JAKARTA - Organisasi Kesehatan Dunia (WHO) mencatat sedikitnya 32 kematian akibat kekurangan gizi terjadi di Jalur yang tengah dilanda perang Hamas-Israel, dengan 28 di antaranya anak-anak di bawah usia 5 tahun (balita), kata Direktur Jenderal Tedros Adhanom Ghebreyesus.
"Sudah ada 32 kematian yang disebabkan oleh kekurangan gizi, termasuk 28 di antaranya anak-anak di bawah usia 5 tahun," ungkapnya dalam keterangan pers, melansir WAFA 13 Juni
"Sebagian besar penduduk Gaza kini menghadapi kelaparan dan kondisi seperti paceklik yang parah," lanjutnya.
"Meskipun ada laporan tentang peningkatan pengiriman makanan, saat ini tidak ada bukti mereka yang paling membutuhkannya menerima makanan dalam jumlah dan kualitas yang cukup," tandasnya.
Lebih lanjut ia mengatakan, organisasi pimpinannya bersama dengan mitra telah berusaha meningkatkan layanan gizi.
Mengomentari perlunya gencatan senjata segera di Jalur Gaza yang dilanda perang, Ghebreyesus mencatat, WHO menyambut baik resolusi Dewan Keamanan PBB yang diadopsi pada Hari Senin, yang menyerukan gencatan senjata penuh dan segera.
"Kami mendesak semua pihak untuk mengambil langkah-langkah guna segera melaksanakan resolusi tersebut, dan mengakhiri penderitaan jutaan orang secara permanen," katanya.

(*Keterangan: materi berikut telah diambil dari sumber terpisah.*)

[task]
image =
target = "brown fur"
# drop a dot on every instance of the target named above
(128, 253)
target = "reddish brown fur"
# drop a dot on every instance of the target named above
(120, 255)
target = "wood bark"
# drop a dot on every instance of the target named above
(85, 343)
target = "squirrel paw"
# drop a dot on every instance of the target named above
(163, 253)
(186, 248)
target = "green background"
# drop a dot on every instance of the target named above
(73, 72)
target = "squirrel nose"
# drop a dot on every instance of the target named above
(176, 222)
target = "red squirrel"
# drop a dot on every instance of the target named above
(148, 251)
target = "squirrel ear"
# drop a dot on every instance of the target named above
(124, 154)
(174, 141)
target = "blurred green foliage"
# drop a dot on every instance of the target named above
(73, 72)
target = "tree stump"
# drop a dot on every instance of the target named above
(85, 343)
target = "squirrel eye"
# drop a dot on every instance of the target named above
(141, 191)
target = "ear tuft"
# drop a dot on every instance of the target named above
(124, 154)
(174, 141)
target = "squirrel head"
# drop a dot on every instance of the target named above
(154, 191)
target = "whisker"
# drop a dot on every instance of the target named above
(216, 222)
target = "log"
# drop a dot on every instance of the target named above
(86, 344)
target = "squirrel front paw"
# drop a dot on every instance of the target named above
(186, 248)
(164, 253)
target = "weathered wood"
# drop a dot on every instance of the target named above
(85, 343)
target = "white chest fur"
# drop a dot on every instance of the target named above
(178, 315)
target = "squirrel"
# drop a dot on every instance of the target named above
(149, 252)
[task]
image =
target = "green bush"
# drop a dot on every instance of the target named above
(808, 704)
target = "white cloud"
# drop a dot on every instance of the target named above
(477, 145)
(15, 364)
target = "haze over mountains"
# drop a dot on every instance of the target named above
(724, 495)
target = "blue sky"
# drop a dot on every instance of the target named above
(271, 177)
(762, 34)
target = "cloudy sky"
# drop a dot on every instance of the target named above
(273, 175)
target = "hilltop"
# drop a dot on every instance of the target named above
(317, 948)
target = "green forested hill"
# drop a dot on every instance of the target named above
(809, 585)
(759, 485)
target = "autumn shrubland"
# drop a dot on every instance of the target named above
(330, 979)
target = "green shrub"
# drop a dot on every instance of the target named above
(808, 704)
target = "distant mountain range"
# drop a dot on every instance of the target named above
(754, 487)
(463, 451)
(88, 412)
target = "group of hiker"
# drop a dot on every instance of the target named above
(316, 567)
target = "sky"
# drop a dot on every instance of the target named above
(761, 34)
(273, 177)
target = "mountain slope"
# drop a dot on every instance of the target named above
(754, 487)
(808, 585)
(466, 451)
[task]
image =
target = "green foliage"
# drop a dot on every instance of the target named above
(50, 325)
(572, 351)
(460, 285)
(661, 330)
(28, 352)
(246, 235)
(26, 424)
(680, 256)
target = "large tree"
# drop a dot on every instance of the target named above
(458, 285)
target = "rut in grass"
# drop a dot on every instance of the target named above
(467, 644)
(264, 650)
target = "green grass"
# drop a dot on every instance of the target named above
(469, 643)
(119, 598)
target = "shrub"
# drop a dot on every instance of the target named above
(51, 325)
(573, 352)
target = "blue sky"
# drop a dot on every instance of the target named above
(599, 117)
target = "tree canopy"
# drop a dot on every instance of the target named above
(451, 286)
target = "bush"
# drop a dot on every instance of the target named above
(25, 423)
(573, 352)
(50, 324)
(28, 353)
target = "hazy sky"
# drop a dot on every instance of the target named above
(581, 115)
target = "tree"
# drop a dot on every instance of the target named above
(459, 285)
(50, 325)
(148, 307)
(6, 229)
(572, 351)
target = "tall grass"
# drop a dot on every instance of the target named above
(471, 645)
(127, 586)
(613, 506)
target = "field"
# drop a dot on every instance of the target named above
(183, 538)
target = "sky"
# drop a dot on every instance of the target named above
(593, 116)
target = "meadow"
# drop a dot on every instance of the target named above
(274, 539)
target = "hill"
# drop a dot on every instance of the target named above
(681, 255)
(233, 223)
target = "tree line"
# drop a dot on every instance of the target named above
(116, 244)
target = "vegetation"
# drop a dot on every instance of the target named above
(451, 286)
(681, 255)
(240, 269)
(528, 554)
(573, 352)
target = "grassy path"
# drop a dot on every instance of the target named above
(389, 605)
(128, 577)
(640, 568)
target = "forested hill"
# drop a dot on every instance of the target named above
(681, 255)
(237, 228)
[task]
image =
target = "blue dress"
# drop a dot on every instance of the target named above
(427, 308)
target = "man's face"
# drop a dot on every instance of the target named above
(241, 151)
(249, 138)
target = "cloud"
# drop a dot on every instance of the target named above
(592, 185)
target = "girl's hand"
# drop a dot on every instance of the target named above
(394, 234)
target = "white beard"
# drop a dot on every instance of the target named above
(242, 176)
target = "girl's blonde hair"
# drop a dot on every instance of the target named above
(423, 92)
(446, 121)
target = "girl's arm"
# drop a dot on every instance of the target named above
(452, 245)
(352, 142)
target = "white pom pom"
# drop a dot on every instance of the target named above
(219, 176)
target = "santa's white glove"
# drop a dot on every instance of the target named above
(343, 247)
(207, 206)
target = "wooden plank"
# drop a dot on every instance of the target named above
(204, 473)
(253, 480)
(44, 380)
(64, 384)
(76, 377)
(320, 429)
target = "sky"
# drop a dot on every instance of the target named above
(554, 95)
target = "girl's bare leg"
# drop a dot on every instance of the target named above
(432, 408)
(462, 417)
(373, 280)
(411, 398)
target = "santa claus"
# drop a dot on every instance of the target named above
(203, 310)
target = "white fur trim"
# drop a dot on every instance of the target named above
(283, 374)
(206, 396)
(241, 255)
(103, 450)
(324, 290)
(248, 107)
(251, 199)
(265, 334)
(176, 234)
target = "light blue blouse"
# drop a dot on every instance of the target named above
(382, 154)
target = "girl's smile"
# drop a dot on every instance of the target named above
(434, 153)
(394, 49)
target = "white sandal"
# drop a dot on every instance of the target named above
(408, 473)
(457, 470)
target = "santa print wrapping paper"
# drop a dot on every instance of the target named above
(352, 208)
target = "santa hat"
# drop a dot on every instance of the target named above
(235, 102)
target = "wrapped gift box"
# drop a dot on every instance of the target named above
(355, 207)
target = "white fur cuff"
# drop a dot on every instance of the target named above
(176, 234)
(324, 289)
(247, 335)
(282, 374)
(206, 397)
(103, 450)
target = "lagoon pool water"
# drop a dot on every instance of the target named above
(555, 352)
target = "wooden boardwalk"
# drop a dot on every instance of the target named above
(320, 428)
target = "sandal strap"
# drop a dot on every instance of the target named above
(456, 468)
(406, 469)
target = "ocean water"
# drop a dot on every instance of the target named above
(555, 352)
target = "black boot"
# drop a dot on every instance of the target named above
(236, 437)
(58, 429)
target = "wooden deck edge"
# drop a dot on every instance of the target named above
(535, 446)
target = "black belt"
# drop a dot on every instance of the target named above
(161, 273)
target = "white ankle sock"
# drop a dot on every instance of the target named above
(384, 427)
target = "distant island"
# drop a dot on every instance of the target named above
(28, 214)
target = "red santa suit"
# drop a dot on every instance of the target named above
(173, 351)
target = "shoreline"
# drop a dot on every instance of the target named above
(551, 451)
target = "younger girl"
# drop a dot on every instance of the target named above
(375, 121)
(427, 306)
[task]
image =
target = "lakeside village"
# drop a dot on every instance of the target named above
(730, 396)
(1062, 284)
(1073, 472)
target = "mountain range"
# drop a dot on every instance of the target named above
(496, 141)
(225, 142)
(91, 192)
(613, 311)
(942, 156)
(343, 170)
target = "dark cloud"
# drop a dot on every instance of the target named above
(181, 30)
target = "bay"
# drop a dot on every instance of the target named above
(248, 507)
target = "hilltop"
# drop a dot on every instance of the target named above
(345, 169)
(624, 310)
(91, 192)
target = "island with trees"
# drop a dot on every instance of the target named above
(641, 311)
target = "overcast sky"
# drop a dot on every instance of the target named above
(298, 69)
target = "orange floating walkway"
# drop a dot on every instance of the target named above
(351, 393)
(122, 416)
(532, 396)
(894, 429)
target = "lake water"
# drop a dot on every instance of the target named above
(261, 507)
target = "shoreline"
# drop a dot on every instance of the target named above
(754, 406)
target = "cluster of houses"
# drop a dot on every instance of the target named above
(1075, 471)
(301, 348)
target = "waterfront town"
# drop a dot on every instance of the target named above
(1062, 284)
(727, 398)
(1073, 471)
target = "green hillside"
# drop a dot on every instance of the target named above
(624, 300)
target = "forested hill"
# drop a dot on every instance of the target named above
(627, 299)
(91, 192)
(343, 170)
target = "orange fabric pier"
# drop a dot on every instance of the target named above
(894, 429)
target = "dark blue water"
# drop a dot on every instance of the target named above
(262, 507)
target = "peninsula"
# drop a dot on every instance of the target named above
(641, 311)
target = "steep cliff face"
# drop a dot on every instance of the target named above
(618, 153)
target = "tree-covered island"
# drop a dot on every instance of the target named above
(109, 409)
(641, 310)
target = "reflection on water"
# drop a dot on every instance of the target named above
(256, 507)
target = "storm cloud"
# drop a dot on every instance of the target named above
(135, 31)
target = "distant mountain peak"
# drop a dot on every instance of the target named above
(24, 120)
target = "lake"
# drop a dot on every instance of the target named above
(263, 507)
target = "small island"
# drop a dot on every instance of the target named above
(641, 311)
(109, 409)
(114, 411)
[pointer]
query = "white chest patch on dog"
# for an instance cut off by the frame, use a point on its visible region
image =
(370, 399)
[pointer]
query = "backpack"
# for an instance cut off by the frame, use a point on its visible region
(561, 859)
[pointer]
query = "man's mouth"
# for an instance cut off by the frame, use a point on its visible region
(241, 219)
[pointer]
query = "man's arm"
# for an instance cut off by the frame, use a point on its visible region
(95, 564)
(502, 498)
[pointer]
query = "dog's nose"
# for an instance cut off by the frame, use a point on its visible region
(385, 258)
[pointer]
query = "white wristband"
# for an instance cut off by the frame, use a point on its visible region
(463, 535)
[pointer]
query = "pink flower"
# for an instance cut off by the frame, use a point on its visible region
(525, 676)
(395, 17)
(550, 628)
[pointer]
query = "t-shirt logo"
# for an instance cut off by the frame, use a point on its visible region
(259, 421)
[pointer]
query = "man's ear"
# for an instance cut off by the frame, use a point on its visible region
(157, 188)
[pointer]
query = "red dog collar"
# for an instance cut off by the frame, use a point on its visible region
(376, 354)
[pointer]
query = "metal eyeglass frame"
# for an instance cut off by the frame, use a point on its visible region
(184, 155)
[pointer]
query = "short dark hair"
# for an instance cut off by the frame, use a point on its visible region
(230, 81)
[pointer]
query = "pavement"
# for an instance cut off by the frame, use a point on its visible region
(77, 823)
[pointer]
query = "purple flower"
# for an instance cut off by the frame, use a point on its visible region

"Kami mendesak semua pihak untuk segera mengambil langkah-langkah guna segera melaksanakan resolusi tersebut, dan mengakhiri penderitaan jutaan orang secara permanen," tegasnya.
Menyoroti krisis kesehatan yang meningkat di Tepi Barat yang diduduki, ia menyatakan "WHO telah mendokumentasikan 480 serangan terhadap perawatan kesehatan di Tepi Barat sejak 7 Oktober tahun lalu, yang mengakibatkan 16 kematian dan 95 cedera."
"Sementara fokus dunia tertuju pada Gaza, ada juga krisis kesehatan yang meningkat di Tepi Barat, di mana serangan terhadap perawatan kesehatan dan pembatasan pergerakan orang menghalangi akses ke layanan kesehatan," katanya.
"Sejak perang di Gaza dimulai, 508 warga Palestina telah tewas di Tepi Barat, termasuk Yerusalem Timur, termasuk 124 anak-anak. Lebih dari 5.000 orang terluka, termasuk sekitar 800 anak-anak," papar Tedros.
"Di sebagian besar wilayah Tepi Barat, klinik hanya beroperasi dua hari seminggu, dan rumah sakit beroperasi dengan kapasitas sekitar 70 persen," imbuhnya.
BACA JUGA:
Selain itu, ia juga mengidentifikasi pembangunan dan perluasan permukiman kolonial sebagai alasan utama pembatasan akses warga Palestina terhadap layanan kesehatan.
"Permukiman ilegal telah meluas di Tepi Barat yang diduduki, yang berdampak pada akses penduduk terhadap layanan kesehatan," katanya.
Ia menyimpulkan, "obat terbaik adalah perdamaian" dan mendesak "semua pihak untuk segera melaksanakan resolusi Dewan Keamanan."